If someone works at a summer camp and their experience is that disabled kids have their parents provide all the accommodations and train their staff, they have no reason to understand that this is unjust and shouldn't be happening. There is no reason most people would know that the ADA obligates any public place to spend some degree of time and money to put accommodations in place -- even if they looked at most of the ADA materials put in place by the government and nonprofits, these are mostly about structural access requirements and they're going to believe that the ADA only tells places to have wheelchair ramps and lowered water fountains. When a parent comes in and makes a request under the ADA to have the camp provide a low-cost or no-cost accommodation such as having their staff watch some YouTube videos about accommodating the disability and providing large-print materials, this may be the first time the camp director has had anyone make this type of request, and the camp director may in good faith tell the parent that that sort of thing is provided by parents. If the camp director follows disability organizations on social media and is seeing them post content about parents modifying the materials for summer camp with no mention that the camp is obligated to do this...ugh. 
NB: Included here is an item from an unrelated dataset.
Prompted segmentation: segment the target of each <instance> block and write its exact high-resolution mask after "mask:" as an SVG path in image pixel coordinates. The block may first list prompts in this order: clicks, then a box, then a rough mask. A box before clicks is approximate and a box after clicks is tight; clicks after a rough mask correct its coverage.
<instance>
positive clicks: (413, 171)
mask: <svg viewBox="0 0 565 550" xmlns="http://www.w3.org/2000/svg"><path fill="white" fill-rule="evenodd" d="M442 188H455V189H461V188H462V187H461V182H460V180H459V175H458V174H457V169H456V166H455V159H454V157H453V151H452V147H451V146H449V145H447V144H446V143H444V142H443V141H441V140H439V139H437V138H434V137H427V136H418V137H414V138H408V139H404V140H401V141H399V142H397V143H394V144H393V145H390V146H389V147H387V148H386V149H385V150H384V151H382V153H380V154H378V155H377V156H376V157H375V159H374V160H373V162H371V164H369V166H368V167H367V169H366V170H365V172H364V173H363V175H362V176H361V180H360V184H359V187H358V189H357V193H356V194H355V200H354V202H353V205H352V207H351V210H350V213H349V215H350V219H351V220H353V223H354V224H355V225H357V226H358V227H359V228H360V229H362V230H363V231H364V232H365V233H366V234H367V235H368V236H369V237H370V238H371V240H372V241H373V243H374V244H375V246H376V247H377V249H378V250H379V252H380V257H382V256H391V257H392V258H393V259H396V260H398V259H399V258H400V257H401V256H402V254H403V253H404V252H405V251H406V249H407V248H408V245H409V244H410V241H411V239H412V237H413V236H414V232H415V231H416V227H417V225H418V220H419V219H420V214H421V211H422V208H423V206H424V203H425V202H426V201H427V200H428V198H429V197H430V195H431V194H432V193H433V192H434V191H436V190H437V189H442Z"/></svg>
So again, in this situation I wouldn't begrudge the parent who makes the materials and sends their own aide for a weeklong day camp on their child's favorite topic rather than not attending or attending but being excluded. As much as I know that people often end up providing their own accommodations, I do absolutely encourage parents to initially send in ADA letters stating what is needed and reminding the organization of their obligations, and to model this human right for their children. I encourage families to push this to whatever extent is safe for their family -- especially when dealing with a well-funded organization with a high degree of community exposure -- by doing things such as contacting their regional ADA Technical Assistance organization and forwarding the e-mails clarifying what the organization's obligations are.

If you see these posts, please do some advocacy by leaving them a polite comment that they need to remind parents that summer camps, sports teams, music schools, YMCAs, etc. (basically everywhere except for religious organizations performing religious functions) are covered under Title III of the ADA, and they should be providing these accommodations.